On release from the army Scott commenced his surgical training with Walter (later Sir Walter) Mercer in the Edinburgh Royal Infirmary. Wattie, as he was affectionately known, was a remarkable surgeon, uniquely skilled in all fields of his craft, including operations on the chest, abdomen and the limbs.He was appointed the first professor of Orthopaedic Surgery in Edinburgh (and the third in the UK) and it was during Scott's attachment to his unit that he was inspired to specialise in this field. Scott continued his training in Oxford with Professor Trueta and returned to Edinburgh as a consultant in 1960, working at the Western General and Princes Margaret Rose Hospitals.
During his career he developed a particular interest in back problems and devised an original operation for the management of a particular type of instability of the spine.
He also took over the surgical management of problems of inequality of limb length, a development which had been pioneered in Edinburgh in the 1930s by Mr WV Anderson. He was one of the first surgeons in Edinburgh to undertake the new joint replacements.
In 1966 he spent six months in Baroda in India as a visiting professor in a World Health Organisation project linking Edinburgh University with that city.
Scott's great asset was his genial personality and genuine interest in his friends and their families. His patients appreciated not only his skilled care but his concern for them as individuals and loved him for it.
Hospital staff of all grades were greeted cheerfully as equals and referred to him as a "real gentleman" or a "lovely man". Trainees enjoyed an attachment to his unit where they learned not only orthopaedic technique but how to treat patients with dignity and respect.
Many former trainees attended his funeral - a measure of their respect for him.
Sport played a prominent part in Scott's life. When his rugby days were over he became a skilful squash player and enjoyed beating much younger opponents.
Golf assumed increasing importance after his retirement in 1987 and he was a popular member of Muirfield and Bruntsfield Golf Courses. When in his 80s, he achieved every golfer's ambition of a hole-in-one, which, alas he was unable to witness for by then his eyesight had begun to fail.
He had an inventive streak, however, which he used to good effect in designing aids for disabled people. For himself, he devised a system of ocular devices which enabled him to extend his golfing days longer than might otherwise have been possible.
He continued to curl until he became virtually blind, by providing the skip with a light to mount on the end of his brush to which he could direct his stone.
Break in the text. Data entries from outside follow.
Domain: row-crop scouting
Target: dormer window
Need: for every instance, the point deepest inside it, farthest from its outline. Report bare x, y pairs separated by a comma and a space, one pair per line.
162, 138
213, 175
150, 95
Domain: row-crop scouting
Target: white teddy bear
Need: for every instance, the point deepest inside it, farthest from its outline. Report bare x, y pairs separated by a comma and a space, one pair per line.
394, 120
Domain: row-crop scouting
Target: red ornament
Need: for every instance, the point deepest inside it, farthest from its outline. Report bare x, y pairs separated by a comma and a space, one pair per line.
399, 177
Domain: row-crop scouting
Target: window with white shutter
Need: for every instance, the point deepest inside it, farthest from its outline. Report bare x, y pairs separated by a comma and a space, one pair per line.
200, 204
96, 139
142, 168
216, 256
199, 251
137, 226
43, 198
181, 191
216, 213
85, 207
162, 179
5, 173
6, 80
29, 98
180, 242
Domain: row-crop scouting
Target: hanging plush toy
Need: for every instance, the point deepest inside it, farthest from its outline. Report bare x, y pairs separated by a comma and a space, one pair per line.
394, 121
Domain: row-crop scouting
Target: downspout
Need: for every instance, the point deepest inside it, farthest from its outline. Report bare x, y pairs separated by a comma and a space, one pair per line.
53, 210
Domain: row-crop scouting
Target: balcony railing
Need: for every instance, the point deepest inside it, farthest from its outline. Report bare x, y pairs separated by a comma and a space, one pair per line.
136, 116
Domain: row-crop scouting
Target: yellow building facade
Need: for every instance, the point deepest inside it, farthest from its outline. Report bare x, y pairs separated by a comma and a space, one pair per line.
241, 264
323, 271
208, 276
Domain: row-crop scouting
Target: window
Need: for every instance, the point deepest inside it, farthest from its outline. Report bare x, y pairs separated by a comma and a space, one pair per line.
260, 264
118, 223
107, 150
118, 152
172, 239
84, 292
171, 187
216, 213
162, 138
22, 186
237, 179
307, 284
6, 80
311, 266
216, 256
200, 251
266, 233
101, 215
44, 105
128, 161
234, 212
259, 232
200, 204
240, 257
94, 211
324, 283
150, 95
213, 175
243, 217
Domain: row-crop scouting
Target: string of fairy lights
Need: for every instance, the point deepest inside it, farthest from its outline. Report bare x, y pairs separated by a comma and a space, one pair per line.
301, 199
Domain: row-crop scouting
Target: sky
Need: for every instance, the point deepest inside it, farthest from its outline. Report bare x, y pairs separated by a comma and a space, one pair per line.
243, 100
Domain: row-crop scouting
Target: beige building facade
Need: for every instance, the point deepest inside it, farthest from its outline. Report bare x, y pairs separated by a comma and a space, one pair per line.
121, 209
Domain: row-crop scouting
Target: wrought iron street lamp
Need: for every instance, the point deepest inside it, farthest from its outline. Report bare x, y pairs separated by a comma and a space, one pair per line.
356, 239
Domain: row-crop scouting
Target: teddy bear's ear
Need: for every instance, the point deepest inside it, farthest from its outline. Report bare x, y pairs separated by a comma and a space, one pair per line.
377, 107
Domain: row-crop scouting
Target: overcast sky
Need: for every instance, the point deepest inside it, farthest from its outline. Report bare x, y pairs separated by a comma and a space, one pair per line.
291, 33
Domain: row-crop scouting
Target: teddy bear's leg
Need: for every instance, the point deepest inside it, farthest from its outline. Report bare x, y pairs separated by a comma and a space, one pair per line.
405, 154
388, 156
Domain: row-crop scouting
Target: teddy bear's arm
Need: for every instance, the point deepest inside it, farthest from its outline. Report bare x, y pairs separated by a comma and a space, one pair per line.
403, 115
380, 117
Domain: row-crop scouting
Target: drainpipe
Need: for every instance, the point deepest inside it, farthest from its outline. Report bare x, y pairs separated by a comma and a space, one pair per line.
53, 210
Jimmy Scott was unassuming and self-deprecating, genuinely unaware of his great popularity and his many achievements at work and play. He will be greatly missed by his many friends, patients and particularly by his family to whom he was devoted, but he has left all with many happy memories.Rhoda, his wife of 65 years, who had been a fellow medical student, gave him great support throughout life and cared for him at home during his final illness with the help of their much loved four children, two of whom have followed the family tradition of medicine, and his four grandchildren.